One thing they like about being a small firm is structuring the workweek to accommodate family life. Like all accountants, there are some long hours during tax time but other times of the year are different. Burgess is the ultimate band booster mom and takes off every Friday afternoon in the fall to do band stuff with her teenage daughters, Laura and Kim. Gloria Crechale has a four-year-old son, Anderson, and two-year-old twins, Anne Maree and Bob. For her, having a young family was a big part of starting the firm.

“Things look different as you get older. I’ve learned how to compromise,” Crechale, 48, says. “I like the feeling of owning part of this and being a decisive factor in determining my future.”

She makes a point of tailoring her work to spend time with her family and attend events involving her children, taking off a lot during the “off season.”

She describes herself as the middle personality type of the three partners. Burgess is definitely an “A” type and Necaise is the laid back one who rolls with the punches. “It’s a good mix,” she says. “We all have input. We’re all concerned about our employees and want to make this a good place to work.”

Crechale considered piano and accounting as college majors but felt the opportunities to earn a living were better with accounting. A Philadelphia native, she worked in audit for an accounting firm and as financial officer with a lumber company.

“In public accounting there’s something new every day,” she said. “I’ve been doing retirement planning work full time for the last 15 years. I work with all sizes of clients. The largest has 5,000 employees.”

Odd man out? Not at all

At 43, Necaise is the youngest of the partners and doesn’t see working in a woman-majority firm any different. ‘We’re all CPAs and trying to give a quality product,” he said. “There are no disagreements because I’m a man and they’re women. We have some differences of opinions, but work them out to do the best thing.”

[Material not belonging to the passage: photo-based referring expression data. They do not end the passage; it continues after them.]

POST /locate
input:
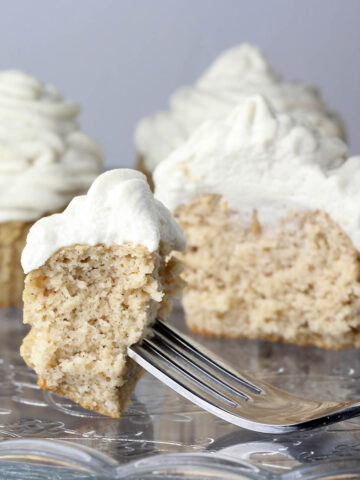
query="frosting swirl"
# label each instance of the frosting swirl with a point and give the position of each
(118, 208)
(236, 74)
(258, 159)
(45, 160)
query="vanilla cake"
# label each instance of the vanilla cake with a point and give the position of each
(271, 212)
(238, 72)
(45, 161)
(98, 275)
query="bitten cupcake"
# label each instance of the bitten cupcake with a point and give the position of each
(45, 160)
(271, 214)
(237, 73)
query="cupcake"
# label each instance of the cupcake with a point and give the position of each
(45, 160)
(271, 213)
(98, 275)
(237, 73)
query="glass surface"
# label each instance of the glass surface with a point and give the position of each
(162, 435)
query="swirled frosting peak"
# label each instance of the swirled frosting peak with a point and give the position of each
(236, 74)
(118, 208)
(45, 160)
(258, 159)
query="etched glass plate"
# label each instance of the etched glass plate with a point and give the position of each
(162, 435)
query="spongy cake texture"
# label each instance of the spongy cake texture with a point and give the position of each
(298, 281)
(86, 305)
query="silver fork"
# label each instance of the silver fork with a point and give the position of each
(206, 380)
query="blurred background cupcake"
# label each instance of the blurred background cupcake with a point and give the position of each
(237, 73)
(45, 160)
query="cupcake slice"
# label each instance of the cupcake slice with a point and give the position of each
(271, 212)
(98, 275)
(45, 160)
(235, 74)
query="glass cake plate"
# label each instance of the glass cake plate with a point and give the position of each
(162, 435)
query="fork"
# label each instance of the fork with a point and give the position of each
(206, 380)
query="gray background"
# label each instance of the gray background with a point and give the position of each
(121, 59)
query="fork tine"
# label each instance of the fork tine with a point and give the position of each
(188, 374)
(201, 357)
(173, 375)
(173, 351)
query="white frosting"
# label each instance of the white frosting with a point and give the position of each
(259, 160)
(237, 73)
(118, 208)
(45, 160)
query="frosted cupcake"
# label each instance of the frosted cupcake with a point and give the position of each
(45, 160)
(237, 73)
(271, 213)
(98, 275)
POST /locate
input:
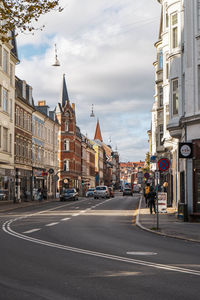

He describes his partners as team workers and friends. All of the eight employees are women, too; something he says was not by design. “We have not purposely not hired men, and we will hire men in the future as we grow,” he said. “Most of our employees came with us from other firms because we knew them and knew their skills.”

Originally from Necaise Crossing in Hancock County, he does a lot of work with income taxes and small business consulting. A former small business owner, he brings that experience to the firm and likes to start with new business owners and grow with them.

Burgess said, “We take work seriously but throw in some fun and special lunches. Everyone in the firm is a second family for us, and we have to laugh sometimes. There’s a lot more to life than collecting paychecks.”